Es waren ihrer fünf oder sechs, die zusammen
    aufgewachsen waren, die die Königinnen des
    Hauses wurden und die liebäugelnden Blicke
    der Herren unter sich teilten. Überquerte ein
    Mann den Hof, so stieg flötendes Gelächter
    auf, und das Rascheln ihrer gestärkten Röcke
    strich wie ein Windstoß vorüber. Über ihnen
    flammte die Feiertagsluft, glühend und
    schwül, gleichsam erschlafft vor Trägheit und
    weiß geworden vom Staub der Promenaden.
    Die Federballpartien waren aber nur ein
    Vorwand zum Entwischen.
    Jäh sank das Haus in tiefe Stille. Sie waren
    nämlich gerade auf die Straße entschlüpft und
    bis zu den äußeren Boulevards gelangt.

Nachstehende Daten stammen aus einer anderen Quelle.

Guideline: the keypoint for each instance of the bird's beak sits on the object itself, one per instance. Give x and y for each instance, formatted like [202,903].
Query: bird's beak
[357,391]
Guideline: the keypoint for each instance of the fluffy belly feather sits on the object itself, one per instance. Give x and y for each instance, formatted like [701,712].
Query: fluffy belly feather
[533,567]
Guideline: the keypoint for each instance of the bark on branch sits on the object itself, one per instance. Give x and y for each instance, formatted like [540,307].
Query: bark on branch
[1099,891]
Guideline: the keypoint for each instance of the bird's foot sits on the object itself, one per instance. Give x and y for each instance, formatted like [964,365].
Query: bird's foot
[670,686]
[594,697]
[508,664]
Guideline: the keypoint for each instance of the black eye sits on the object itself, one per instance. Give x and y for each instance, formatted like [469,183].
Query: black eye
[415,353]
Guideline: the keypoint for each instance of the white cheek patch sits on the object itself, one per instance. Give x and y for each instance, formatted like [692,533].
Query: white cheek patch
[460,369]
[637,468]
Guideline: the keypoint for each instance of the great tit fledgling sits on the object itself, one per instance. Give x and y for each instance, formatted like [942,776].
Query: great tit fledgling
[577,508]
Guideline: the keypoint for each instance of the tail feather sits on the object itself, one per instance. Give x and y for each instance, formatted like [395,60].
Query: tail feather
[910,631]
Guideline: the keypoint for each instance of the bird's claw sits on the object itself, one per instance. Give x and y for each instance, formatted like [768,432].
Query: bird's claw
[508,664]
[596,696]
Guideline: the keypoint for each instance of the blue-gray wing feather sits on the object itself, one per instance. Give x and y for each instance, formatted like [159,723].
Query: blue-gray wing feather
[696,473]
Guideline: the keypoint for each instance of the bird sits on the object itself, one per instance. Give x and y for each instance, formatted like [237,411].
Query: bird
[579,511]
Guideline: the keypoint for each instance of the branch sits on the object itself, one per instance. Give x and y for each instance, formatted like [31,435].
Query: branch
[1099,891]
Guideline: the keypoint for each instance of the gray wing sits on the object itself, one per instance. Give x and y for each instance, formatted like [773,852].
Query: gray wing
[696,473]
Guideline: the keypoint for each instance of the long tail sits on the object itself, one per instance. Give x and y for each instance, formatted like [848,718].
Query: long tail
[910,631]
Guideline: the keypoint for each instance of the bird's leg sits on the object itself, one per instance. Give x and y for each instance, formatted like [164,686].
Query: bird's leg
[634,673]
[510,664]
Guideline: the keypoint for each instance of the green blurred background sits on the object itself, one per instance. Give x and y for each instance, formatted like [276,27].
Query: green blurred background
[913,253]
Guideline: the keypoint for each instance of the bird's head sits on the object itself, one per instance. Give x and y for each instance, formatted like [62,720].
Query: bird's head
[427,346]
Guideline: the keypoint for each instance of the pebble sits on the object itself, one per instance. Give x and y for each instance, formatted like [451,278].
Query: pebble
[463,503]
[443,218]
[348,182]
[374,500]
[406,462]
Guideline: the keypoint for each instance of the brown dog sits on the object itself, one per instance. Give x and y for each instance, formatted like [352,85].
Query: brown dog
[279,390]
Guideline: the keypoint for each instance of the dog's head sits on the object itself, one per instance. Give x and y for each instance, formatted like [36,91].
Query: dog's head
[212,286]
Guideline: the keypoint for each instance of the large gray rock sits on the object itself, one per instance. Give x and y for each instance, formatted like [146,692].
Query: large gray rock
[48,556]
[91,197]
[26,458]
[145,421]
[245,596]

    Untergefaßt, die ganze Breite des Fahrdamms
    einnehmend, gingen nun alle sechs los, hell
    gekleidet, mit ihren um das bloße Haar
    geschlungenen Bändern. Ihre lebhaften Augen
    ließen verstohlene Blicke aus den
    zusammengekniffenen Winkeln der Lider
    gleiten, und sie sahen alles, sie bogen zum
    Lachen den Hals zurück und zeigten, wie
    üppig ihr Kinn war. Bei den schallenden
    Heiterkeitsausbrüchen, wenn ein Buckliger
    vorüberging oder eine alte Frau an den
    Prellsteinen auf ihren Hund wartete,
    zerschellte ihre Reihe, die einen blieben
    zurück, während die anderen sie ungestüm
    vorwärts zogen; und sie wiegten sich in den
    Hüften, plusterten sich auf, schlenkerten
    herum, bloß damit die Leute zusammenliefen
    und sie mit ihren aufblühenden Formen ihre
    Mieder krachen lassen konnten. Die Straße
    gehörte ihnen; hier waren sie auf gewachsen
    und hatten längs der Läden die Röcke
    hochgehoben; und hier rafften sie sie noch
    immer bis zu den Schenkeln, um ihre
    Strumpfbänder zu befestigen. Inmitten der
    trägen und fahlen Menge zwischen den dünnen
    Bäumen der Boulevards liefen sie so in
    heillosem Durcheinander von der Barrière
    Rochechouart zur Barrière SaintDenis,
    rempelten dabei die Leute an, durchbrachen im
    Zickzack die Gruppen, drehten sich um und
    ließen beim Feuerwerk ihres Lachens
    Bemerkungen vom Stapel. Und ihre
    auffliegenden Kleider ließen den Eindruck
    ihrer jugendlichen Unverschämtheit hinter sich
    zurück; sie stellten sich unter freiem Himmel
    im grellen Licht zur Schau mit der unflätigen
    Grobheit von Rowdys, begehrenswert und zart
    wie Jungfrauen, die mit triefendem Nacken
    aus dem Bade kommen.
    Nana nahm mit ihrem rosa Kleid, das in der
    Sonne entbrannte, die Mitte ein. Sie reichte
    Pauline den Arm, deren mit Flämmchen
    bestepptes Kleid – gelbe Blumen auf weißem
    Grund – ebenfalls flammte. Und da sie beide
    die üppigsten, die fraulichsten und die
    frechsten waren, führten sie die Schar an,
    warfen sie sich in die Brust unter den Blicken
    und Komplimenten. Die anderen, die Gören,
    bildeten rechts und links einen Nachtrab und
    suchten sich aufzublasen, um ernst genommen
    zu werden. Nana und Pauline hatten im
    Grunde sehr verwickelte Pläne koketter Listen.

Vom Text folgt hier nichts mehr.